In my five years as a professor at AACC, I’ve heard lots of excuses for plagiarism. Here are some of them, along with my reactions.

I waited too long to start the essay. (Agreed!)

I didn’t have time. (You did, but…)

No one told me not to. (First, yes I did. Second, why would this be OK?)

They said it better than I ever could. (At 19, you’re making that call?)

I’m insulted you looked for plagiarism in my paper. (You didn’t even change the font!)

Why does this keep happening to me? (Um…)

How many things can you really say about “Hamlet?” (A lot, actually.)

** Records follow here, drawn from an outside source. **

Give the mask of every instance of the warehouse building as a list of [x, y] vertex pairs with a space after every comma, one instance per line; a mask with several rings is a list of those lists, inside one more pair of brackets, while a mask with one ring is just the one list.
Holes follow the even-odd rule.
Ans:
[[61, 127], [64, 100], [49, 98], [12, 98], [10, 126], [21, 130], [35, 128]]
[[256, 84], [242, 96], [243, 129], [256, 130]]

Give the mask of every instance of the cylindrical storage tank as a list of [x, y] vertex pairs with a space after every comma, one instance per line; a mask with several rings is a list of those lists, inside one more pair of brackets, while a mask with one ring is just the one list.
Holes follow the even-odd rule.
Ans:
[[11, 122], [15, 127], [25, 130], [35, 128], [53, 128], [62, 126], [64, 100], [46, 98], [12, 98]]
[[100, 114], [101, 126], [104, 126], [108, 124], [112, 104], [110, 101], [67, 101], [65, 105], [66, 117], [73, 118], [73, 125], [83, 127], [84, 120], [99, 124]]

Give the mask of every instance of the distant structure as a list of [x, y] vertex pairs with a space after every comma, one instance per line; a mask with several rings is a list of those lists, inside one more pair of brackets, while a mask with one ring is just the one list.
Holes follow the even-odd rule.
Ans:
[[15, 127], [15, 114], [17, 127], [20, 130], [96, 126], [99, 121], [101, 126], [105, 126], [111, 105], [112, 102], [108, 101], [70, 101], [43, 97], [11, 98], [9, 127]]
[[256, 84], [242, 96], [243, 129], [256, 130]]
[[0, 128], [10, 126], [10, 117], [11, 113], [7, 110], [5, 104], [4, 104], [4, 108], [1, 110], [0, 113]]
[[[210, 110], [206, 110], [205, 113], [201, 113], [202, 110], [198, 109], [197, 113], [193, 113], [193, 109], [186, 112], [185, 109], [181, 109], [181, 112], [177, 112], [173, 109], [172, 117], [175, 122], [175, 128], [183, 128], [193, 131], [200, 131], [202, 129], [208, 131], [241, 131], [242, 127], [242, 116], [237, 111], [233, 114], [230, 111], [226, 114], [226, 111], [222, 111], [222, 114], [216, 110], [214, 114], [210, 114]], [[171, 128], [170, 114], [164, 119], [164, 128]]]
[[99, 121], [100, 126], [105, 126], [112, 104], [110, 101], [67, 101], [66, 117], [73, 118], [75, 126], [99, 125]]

Stephen Greenblatt must have plagiarized me. (In 1980? You weren’t alive.)
Everyone else does it. (No, they don’t.)
Well, the guy in the front row does it. (Thanks for the heads up!)
I didn’t want to read the book. (I don’t care.)
My (enter choice of parent/sibling/girl/boyfriend/cat) wrote it and she/he/it must have done it. (OK, now we’ve got two problems.)
Someone stole my computer and put plagiarism in the paper. Can you believe that? (No, I really can’t.)
These excuses work about as well as the plagiarism originally did, which is to say, not terribly well.
The issue isn’t plagiarism; it’s integrity. Don’t take what’s not yours. If you do, at least be honest about what is not yours.
Professor Tim May is an English professor at AACC.